Military Aims to Cut Back on 'Stop Loss'
WASHINGTON (AP) - In an action branded a backdoor draft by some critics, the military over the past several years has held tens of thousands of soldiers, sailors, airmen and Marines on the job and in war zones beyond their retirement dates or enlistment length.
It is a widely disliked practice that the Pentagon, under new Defense Secretary Robert Gates, is trying to figure out how to cut back on. Gates has ordered that the practice - known as "stop loss" - must "be minimized." At the same time, he is looking for ways to decrease the hardship for troops and their families, recruit more people for a larger military and reassess how the active duty and reserves are used.
Gates has asked the chief of each service branch for a plan by the end of February on how they would rely less on stop loss.

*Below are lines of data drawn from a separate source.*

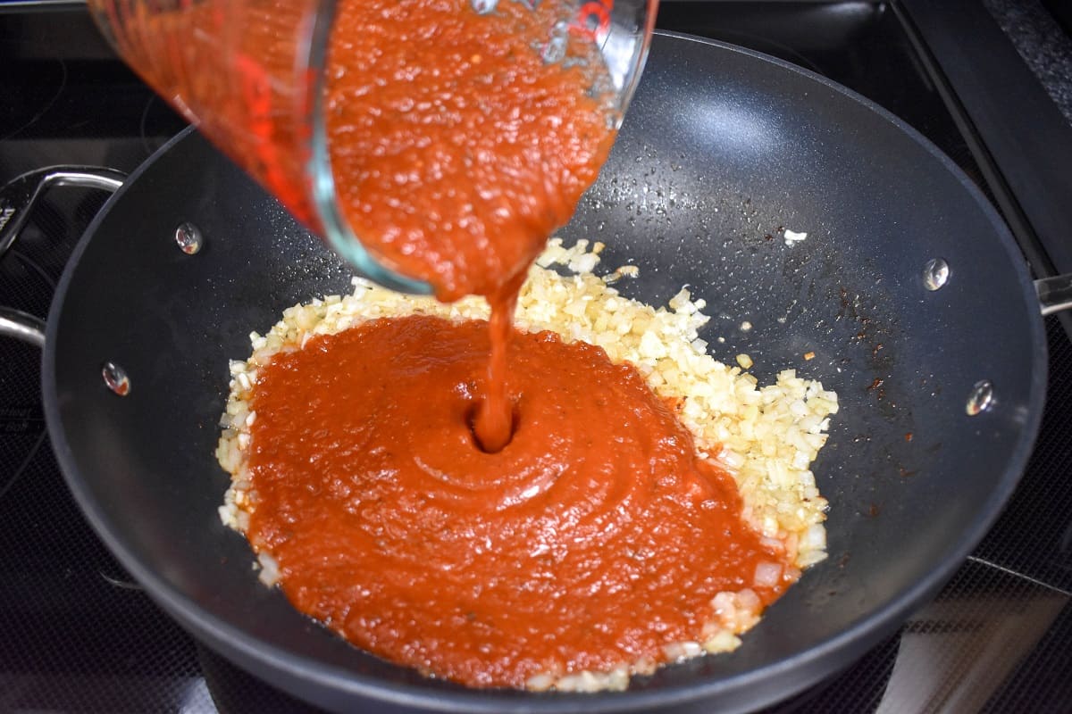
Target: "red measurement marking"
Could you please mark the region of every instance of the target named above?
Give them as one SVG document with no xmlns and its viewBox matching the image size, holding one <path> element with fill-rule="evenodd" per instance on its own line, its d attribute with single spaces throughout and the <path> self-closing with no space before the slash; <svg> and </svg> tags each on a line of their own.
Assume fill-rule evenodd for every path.
<svg viewBox="0 0 1072 714">
<path fill-rule="evenodd" d="M 592 42 L 601 42 L 610 32 L 610 12 L 614 0 L 592 0 L 577 11 L 569 31 Z"/>
<path fill-rule="evenodd" d="M 264 66 L 248 55 L 235 57 L 242 102 L 249 112 L 247 131 L 253 135 L 250 148 L 260 163 L 258 177 L 265 186 L 294 216 L 309 224 L 311 215 L 304 194 L 283 170 L 277 141 L 276 123 L 271 117 L 271 85 Z"/>
</svg>

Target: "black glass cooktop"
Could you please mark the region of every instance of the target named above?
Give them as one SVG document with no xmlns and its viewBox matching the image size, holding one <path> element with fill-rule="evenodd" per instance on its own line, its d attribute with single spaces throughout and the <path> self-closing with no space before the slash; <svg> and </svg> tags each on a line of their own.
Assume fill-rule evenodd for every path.
<svg viewBox="0 0 1072 714">
<path fill-rule="evenodd" d="M 935 141 L 999 206 L 1014 204 L 899 4 L 668 1 L 659 25 L 847 85 Z M 182 127 L 76 2 L 0 4 L 0 183 L 54 164 L 130 171 Z M 0 256 L 0 305 L 46 314 L 105 198 L 47 194 Z M 1042 435 L 998 525 L 900 632 L 770 711 L 1068 711 L 1072 345 L 1055 319 L 1047 331 Z M 0 712 L 313 711 L 198 645 L 101 545 L 51 454 L 39 362 L 34 348 L 0 339 Z"/>
</svg>

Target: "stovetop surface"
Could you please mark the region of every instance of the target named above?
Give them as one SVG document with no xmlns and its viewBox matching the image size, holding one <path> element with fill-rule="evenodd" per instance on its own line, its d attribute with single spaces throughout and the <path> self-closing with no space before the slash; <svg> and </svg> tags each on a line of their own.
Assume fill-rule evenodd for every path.
<svg viewBox="0 0 1072 714">
<path fill-rule="evenodd" d="M 897 113 L 993 197 L 883 3 L 665 2 L 659 25 L 805 66 Z M 0 12 L 0 183 L 54 164 L 133 170 L 182 127 L 77 7 Z M 0 304 L 45 316 L 106 196 L 54 189 L 0 260 Z M 1047 321 L 1042 432 L 999 522 L 938 598 L 854 666 L 771 712 L 1067 711 L 1072 702 L 1072 345 Z M 197 644 L 131 581 L 70 497 L 40 353 L 0 340 L 0 712 L 314 711 Z"/>
</svg>

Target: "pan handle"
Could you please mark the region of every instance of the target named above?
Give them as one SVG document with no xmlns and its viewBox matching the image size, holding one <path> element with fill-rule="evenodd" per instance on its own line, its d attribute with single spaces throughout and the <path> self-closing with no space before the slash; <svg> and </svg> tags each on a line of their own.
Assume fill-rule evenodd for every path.
<svg viewBox="0 0 1072 714">
<path fill-rule="evenodd" d="M 1034 292 L 1043 315 L 1069 309 L 1072 307 L 1072 273 L 1036 280 Z"/>
<path fill-rule="evenodd" d="M 48 166 L 12 179 L 0 188 L 0 259 L 15 243 L 33 207 L 53 186 L 115 192 L 125 179 L 122 171 L 95 166 Z M 44 348 L 45 323 L 21 310 L 0 306 L 0 336 Z"/>
</svg>

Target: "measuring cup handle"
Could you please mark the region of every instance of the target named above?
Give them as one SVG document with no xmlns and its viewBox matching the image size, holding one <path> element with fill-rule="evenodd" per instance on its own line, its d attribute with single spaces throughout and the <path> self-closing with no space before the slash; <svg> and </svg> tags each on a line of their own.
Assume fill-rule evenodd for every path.
<svg viewBox="0 0 1072 714">
<path fill-rule="evenodd" d="M 126 174 L 96 166 L 47 166 L 28 171 L 0 188 L 0 259 L 18 238 L 33 207 L 53 186 L 79 186 L 115 192 Z M 43 348 L 45 323 L 40 318 L 0 306 L 0 336 L 14 337 Z"/>
</svg>

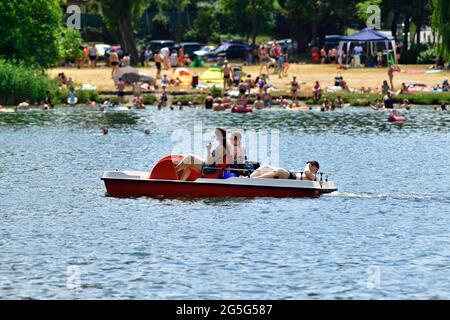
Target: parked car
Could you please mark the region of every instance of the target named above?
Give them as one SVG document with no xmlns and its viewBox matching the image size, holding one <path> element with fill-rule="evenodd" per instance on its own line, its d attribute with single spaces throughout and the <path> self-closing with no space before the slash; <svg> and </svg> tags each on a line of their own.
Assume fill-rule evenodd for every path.
<svg viewBox="0 0 450 320">
<path fill-rule="evenodd" d="M 200 50 L 202 45 L 198 42 L 180 42 L 174 47 L 174 49 L 179 50 L 181 47 L 184 47 L 184 54 L 188 54 L 189 57 L 193 57 L 194 52 Z"/>
<path fill-rule="evenodd" d="M 282 39 L 282 40 L 276 40 L 276 42 L 281 46 L 283 50 L 287 50 L 288 52 L 294 51 L 294 42 L 292 39 Z M 273 41 L 267 42 L 268 46 L 272 46 Z"/>
<path fill-rule="evenodd" d="M 116 50 L 117 55 L 119 56 L 119 59 L 122 59 L 125 55 L 125 52 L 123 52 L 122 48 L 120 46 L 111 46 L 111 48 L 105 50 L 105 62 L 106 64 L 109 64 L 109 55 L 111 53 L 111 50 Z"/>
<path fill-rule="evenodd" d="M 245 60 L 247 53 L 252 51 L 252 47 L 247 44 L 226 43 L 216 50 L 205 55 L 208 61 L 218 61 L 221 59 Z"/>
<path fill-rule="evenodd" d="M 214 46 L 204 46 L 201 47 L 200 50 L 194 51 L 194 54 L 200 57 L 207 55 L 208 53 L 214 51 L 216 47 Z"/>
</svg>

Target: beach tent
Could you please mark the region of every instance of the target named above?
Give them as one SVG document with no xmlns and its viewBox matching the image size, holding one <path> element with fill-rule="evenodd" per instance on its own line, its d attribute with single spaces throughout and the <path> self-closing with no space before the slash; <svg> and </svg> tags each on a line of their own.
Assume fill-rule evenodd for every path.
<svg viewBox="0 0 450 320">
<path fill-rule="evenodd" d="M 177 78 L 181 81 L 181 87 L 190 87 L 192 85 L 192 74 L 186 68 L 177 68 L 170 77 L 170 80 L 175 81 Z"/>
<path fill-rule="evenodd" d="M 396 51 L 396 44 L 395 39 L 392 36 L 388 36 L 382 32 L 365 28 L 355 34 L 352 34 L 351 36 L 342 37 L 341 41 L 339 41 L 339 51 L 343 52 L 344 46 L 347 49 L 347 53 L 350 52 L 351 45 L 355 45 L 358 43 L 363 43 L 366 45 L 367 52 L 370 53 L 370 55 L 373 55 L 376 53 L 376 46 L 377 44 L 381 43 L 385 47 L 385 52 L 388 55 L 388 59 L 391 60 L 393 63 L 397 64 L 397 56 L 395 54 Z M 391 54 L 393 52 L 393 54 Z M 347 61 L 346 64 L 348 64 L 348 54 L 347 54 Z M 392 56 L 392 58 L 389 58 L 389 56 Z M 342 62 L 342 61 L 341 61 Z"/>
<path fill-rule="evenodd" d="M 223 72 L 221 67 L 206 69 L 199 77 L 200 81 L 212 84 L 223 84 Z"/>
</svg>

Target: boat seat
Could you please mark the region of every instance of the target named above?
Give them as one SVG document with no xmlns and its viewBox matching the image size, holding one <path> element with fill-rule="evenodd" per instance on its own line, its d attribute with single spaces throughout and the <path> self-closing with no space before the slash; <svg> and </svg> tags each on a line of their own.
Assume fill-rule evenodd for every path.
<svg viewBox="0 0 450 320">
<path fill-rule="evenodd" d="M 150 174 L 150 179 L 155 180 L 179 180 L 175 170 L 175 164 L 183 160 L 183 155 L 170 155 L 158 161 Z M 187 181 L 195 181 L 200 178 L 201 173 L 192 170 Z"/>
</svg>

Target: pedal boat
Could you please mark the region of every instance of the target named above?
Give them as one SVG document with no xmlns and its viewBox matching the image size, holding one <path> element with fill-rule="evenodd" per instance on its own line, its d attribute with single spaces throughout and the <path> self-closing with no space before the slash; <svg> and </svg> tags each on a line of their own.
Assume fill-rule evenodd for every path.
<svg viewBox="0 0 450 320">
<path fill-rule="evenodd" d="M 317 181 L 284 179 L 207 179 L 193 171 L 188 181 L 179 181 L 173 160 L 161 159 L 149 175 L 141 171 L 107 171 L 102 180 L 107 195 L 113 197 L 319 197 L 337 191 L 328 175 L 319 173 Z"/>
</svg>

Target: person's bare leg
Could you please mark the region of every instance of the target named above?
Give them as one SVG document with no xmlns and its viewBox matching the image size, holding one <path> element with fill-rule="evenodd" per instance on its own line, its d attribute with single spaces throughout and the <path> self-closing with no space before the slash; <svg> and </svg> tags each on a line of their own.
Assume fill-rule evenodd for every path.
<svg viewBox="0 0 450 320">
<path fill-rule="evenodd" d="M 180 177 L 180 181 L 186 181 L 189 176 L 191 175 L 192 169 L 187 167 L 185 170 L 183 170 L 183 173 Z"/>
</svg>

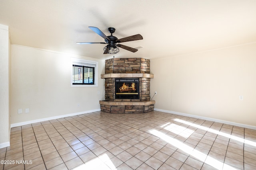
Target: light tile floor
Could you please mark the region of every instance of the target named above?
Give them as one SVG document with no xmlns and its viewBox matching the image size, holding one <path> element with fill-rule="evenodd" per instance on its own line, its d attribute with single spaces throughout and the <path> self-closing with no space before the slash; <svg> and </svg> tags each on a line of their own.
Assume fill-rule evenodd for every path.
<svg viewBox="0 0 256 170">
<path fill-rule="evenodd" d="M 13 128 L 10 144 L 0 170 L 256 169 L 256 130 L 157 111 Z"/>
</svg>

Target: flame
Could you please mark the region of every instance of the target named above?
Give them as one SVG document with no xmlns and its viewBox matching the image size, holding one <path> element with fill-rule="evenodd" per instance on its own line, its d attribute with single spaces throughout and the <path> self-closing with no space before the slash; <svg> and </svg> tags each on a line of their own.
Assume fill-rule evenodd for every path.
<svg viewBox="0 0 256 170">
<path fill-rule="evenodd" d="M 125 83 L 124 83 L 122 87 L 119 88 L 119 90 L 121 92 L 122 92 L 122 90 L 127 89 L 132 89 L 132 90 L 136 90 L 135 88 L 135 83 L 132 83 L 130 86 L 129 86 L 129 85 L 127 84 L 126 84 Z"/>
</svg>

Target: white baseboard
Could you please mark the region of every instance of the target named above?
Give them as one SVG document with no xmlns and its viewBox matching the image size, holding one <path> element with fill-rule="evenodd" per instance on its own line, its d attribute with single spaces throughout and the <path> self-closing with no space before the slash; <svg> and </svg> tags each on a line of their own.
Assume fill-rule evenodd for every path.
<svg viewBox="0 0 256 170">
<path fill-rule="evenodd" d="M 201 119 L 204 120 L 208 120 L 210 121 L 215 121 L 216 122 L 220 123 L 225 123 L 228 125 L 232 125 L 233 126 L 239 126 L 239 127 L 244 127 L 245 128 L 250 129 L 252 129 L 256 130 L 256 126 L 251 126 L 250 125 L 245 125 L 244 124 L 238 123 L 231 121 L 226 121 L 224 120 L 218 119 L 217 119 L 211 118 L 210 117 L 205 117 L 203 116 L 198 116 L 196 115 L 190 115 L 189 114 L 184 113 L 183 113 L 178 112 L 177 111 L 170 111 L 169 110 L 163 110 L 155 108 L 154 110 L 156 111 L 162 111 L 163 112 L 167 113 L 168 113 L 174 114 L 176 115 L 181 115 L 182 116 L 188 116 L 190 117 L 194 117 L 197 119 Z"/>
<path fill-rule="evenodd" d="M 82 115 L 82 114 L 88 113 L 92 113 L 92 112 L 94 112 L 94 111 L 100 111 L 100 109 L 95 109 L 94 110 L 88 110 L 87 111 L 82 111 L 81 112 L 74 113 L 73 113 L 67 114 L 66 115 L 60 115 L 59 116 L 53 116 L 52 117 L 46 117 L 45 118 L 33 120 L 30 121 L 24 121 L 22 122 L 17 123 L 12 123 L 12 124 L 11 124 L 11 128 L 17 127 L 18 126 L 23 126 L 24 125 L 28 125 L 29 124 L 34 123 L 38 123 L 41 121 L 47 121 L 48 120 L 52 120 L 52 119 L 60 119 L 63 117 L 69 117 L 70 116 L 75 116 L 76 115 Z"/>
<path fill-rule="evenodd" d="M 8 147 L 10 147 L 10 142 L 0 143 L 0 149 Z"/>
</svg>

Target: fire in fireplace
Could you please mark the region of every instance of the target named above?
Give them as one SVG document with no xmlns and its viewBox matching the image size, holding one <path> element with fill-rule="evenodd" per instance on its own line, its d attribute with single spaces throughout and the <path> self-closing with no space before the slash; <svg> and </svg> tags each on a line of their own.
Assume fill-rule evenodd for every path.
<svg viewBox="0 0 256 170">
<path fill-rule="evenodd" d="M 138 99 L 138 78 L 116 78 L 116 98 Z"/>
</svg>

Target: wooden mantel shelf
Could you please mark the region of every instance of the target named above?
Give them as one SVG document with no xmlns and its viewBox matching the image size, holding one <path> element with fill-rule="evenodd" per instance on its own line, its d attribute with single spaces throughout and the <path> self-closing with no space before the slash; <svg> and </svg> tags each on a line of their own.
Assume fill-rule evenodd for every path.
<svg viewBox="0 0 256 170">
<path fill-rule="evenodd" d="M 108 73 L 101 74 L 101 78 L 154 78 L 154 74 L 147 73 Z"/>
</svg>

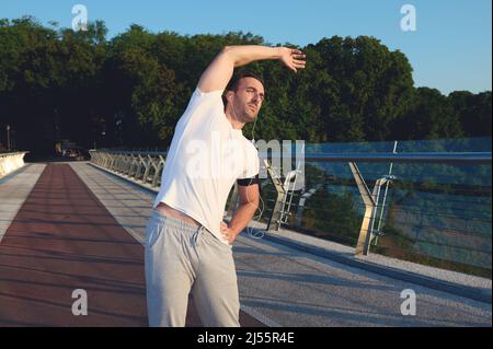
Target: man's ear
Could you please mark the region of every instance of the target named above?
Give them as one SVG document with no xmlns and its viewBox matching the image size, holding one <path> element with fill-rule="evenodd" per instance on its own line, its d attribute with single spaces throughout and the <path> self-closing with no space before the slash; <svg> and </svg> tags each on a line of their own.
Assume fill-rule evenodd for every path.
<svg viewBox="0 0 493 349">
<path fill-rule="evenodd" d="M 232 92 L 232 91 L 226 92 L 226 101 L 231 102 L 233 95 L 234 95 L 234 92 Z"/>
</svg>

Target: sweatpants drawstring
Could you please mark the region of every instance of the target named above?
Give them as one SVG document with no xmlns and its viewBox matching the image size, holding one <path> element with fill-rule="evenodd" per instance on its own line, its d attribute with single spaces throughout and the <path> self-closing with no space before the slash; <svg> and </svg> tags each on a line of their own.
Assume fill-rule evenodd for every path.
<svg viewBox="0 0 493 349">
<path fill-rule="evenodd" d="M 197 242 L 198 242 L 198 234 L 200 234 L 204 230 L 204 225 L 200 225 L 192 235 L 192 240 L 194 242 L 194 246 L 197 246 Z"/>
</svg>

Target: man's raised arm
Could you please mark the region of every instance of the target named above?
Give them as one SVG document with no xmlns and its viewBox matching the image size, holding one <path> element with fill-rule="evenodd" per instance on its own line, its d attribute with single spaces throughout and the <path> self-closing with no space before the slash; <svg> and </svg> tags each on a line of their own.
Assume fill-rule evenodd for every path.
<svg viewBox="0 0 493 349">
<path fill-rule="evenodd" d="M 267 46 L 226 46 L 207 67 L 198 81 L 202 92 L 225 90 L 231 80 L 234 68 L 256 60 L 278 59 L 297 72 L 305 68 L 305 55 L 299 49 Z"/>
</svg>

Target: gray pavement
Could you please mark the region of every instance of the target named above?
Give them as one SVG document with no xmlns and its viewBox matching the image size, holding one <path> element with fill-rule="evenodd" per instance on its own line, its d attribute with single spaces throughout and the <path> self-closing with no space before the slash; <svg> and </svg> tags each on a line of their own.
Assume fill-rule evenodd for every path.
<svg viewBox="0 0 493 349">
<path fill-rule="evenodd" d="M 26 164 L 0 179 L 0 242 L 45 167 Z"/>
<path fill-rule="evenodd" d="M 142 243 L 154 194 L 87 163 L 70 165 L 114 218 Z M 325 244 L 318 240 L 311 243 Z M 333 248 L 352 252 L 341 245 Z M 491 303 L 399 281 L 267 239 L 242 234 L 234 243 L 233 255 L 242 310 L 270 326 L 492 326 Z M 382 258 L 382 263 L 391 263 Z M 491 289 L 491 280 L 480 281 Z M 415 316 L 401 314 L 401 292 L 406 289 L 416 294 Z"/>
</svg>

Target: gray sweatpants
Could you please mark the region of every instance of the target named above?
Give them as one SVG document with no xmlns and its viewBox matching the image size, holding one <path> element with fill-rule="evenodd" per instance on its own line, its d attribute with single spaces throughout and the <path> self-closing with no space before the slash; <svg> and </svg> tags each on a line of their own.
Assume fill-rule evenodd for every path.
<svg viewBox="0 0 493 349">
<path fill-rule="evenodd" d="M 190 292 L 204 326 L 240 326 L 231 246 L 204 226 L 153 211 L 146 228 L 146 286 L 149 326 L 185 326 Z"/>
</svg>

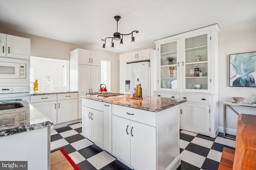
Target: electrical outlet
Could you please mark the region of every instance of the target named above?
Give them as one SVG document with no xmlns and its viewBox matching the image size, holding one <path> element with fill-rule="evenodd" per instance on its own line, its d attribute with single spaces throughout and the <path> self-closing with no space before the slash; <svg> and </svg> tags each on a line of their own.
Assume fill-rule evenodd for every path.
<svg viewBox="0 0 256 170">
<path fill-rule="evenodd" d="M 172 130 L 172 123 L 167 125 L 167 132 L 169 132 Z"/>
</svg>

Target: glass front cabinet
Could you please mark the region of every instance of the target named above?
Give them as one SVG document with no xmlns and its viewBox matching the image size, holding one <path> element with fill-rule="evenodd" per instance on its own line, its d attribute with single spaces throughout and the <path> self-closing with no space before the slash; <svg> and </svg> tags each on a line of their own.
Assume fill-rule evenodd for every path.
<svg viewBox="0 0 256 170">
<path fill-rule="evenodd" d="M 218 129 L 218 24 L 156 40 L 154 96 L 180 105 L 180 129 L 215 138 Z"/>
<path fill-rule="evenodd" d="M 214 41 L 218 29 L 216 24 L 154 41 L 158 50 L 157 90 L 215 92 L 218 51 Z"/>
</svg>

The Defense Department says the main reason for the policy is to keep units whole for deployments, regardless of whether service time is up for some individuals in the unit. "It's based on unit cohesion," former Defense Secretary Donald H. Rumsfeld once said when a soldier questioned him about the policy during Rumsfeld's visit to the staging area in Kuwait that is used for troops going into Iraq. "The principle is that - in the event there is something that requires a unit to be involved in, and people are in a personal situation where their time was ending - they put a stop-loss on it so cohesion is maintained," Rumsfeld said.
Rumsfeld said the policy was "something you prefer not to have to use in a perfect world." He said it was basically a sound principle and well understood among soldiers.
A half-dozen lawsuits have unsuccessfully challenged the policy. Courts have agreed that the Pentagon involuntarily can extend deployments if the president believes the practice is essential to national security.
Though families dislike the policy and some troops oppose it, others accept it as a fact of life in wartime.